After this, Mme. Le Brun went for a few days to Marly to stay with Mme. Auguier, sister of Mme. Campan, and attached like her to the Queen’s household.
One day as they were looking out of a window into the courtyard which opened on to the road, they saw a man stagger in and fall down.
Mme. Auguier sent her husband’s valet de chambre to help him up, and take him into the kitchen. Presently the valet returned, saying, “Madame is indeed too kind; that man is a wretch. Here are some papers which have fallen out of his pocket.” He gave them several sheets of papers, one of which began, “Down with the Royal Family! down with the nobles! down with the priests!” and all of which were filled with a tissue of blasphemies, litanies of the Revolution, threats and predictions horrible enough to make their hair stand on end.
Mme. Auguier sent for the maréchaussé, four of whom appeared, and took the fellow in charge; but the valet de chambre who followed them unperceived, saw them, as soon as they thought themselves out of sight, singing and dancing, arm in arm with their prisoner.
Terror-stricken, they agreed that these papers must be shown to the Queen, and when, a day or two afterwards, Mme. Auguier was in waiting, she took them to Marie Antoinette, who read and returned them saying—
“These things are impossible. I shall never believe they meditate such atrocities.”
Mme. Auguier’s affection for the Queen cost her her life. In the fury of the Revolution, knowing her to be without money, she lent Marie Antoinette twenty-five louis. This became known, and a mob rushed to her house to take her to prison and execution. In a frenzy of terror Mme. Auguier threw herself out of the window, and was killed on the spot. [37]

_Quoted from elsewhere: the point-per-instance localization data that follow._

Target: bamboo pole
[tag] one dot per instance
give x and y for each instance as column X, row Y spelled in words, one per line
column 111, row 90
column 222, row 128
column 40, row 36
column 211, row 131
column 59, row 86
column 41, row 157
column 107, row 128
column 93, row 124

The last time Mme. Le Brun saw the Queen was at the last ball given at Versailles, which took place in the theatre, and at which she looked on from one of the boxes. She observed with indignation the rudeness of some of the young Radical nobles; they refused to dance when requested to do so by the Queen, whose agitation and uneasiness were only too apparent. The demeanour of the populace was becoming every day more ferocious and alarming; the drives and streets were scarcely safe for any but the lower classes. At a concert given by Mme. Le Brun, most of the guests came in with looks of consternation. They had been driving earlier in the day to Longchamps, and as they passed the barrière de l’Étoile, a furious mob had surrounded and insulted everybody who passed in carriages. Villainous looking faces pressed close to them, horrible figures climbed on to the steps of the carriages, crying out, with infamous threats and brutal language, that next year they should be in the carriages and the owners behind them.
The continual terror in which she now lived began to affect the health of Lisette. She knew perfectly well that she herself was looked upon with sinister eyes by the ruffians, whose bloodthirsty hands would soon hold supreme power in France. Her house in the rue Gros-Chenet, in which she had only lived for three months, was already marked; sulphur was thrown down the grating into the cellars; if she looked out of the windows she saw menacing figures of sans-culottes, shaking their fists at the house.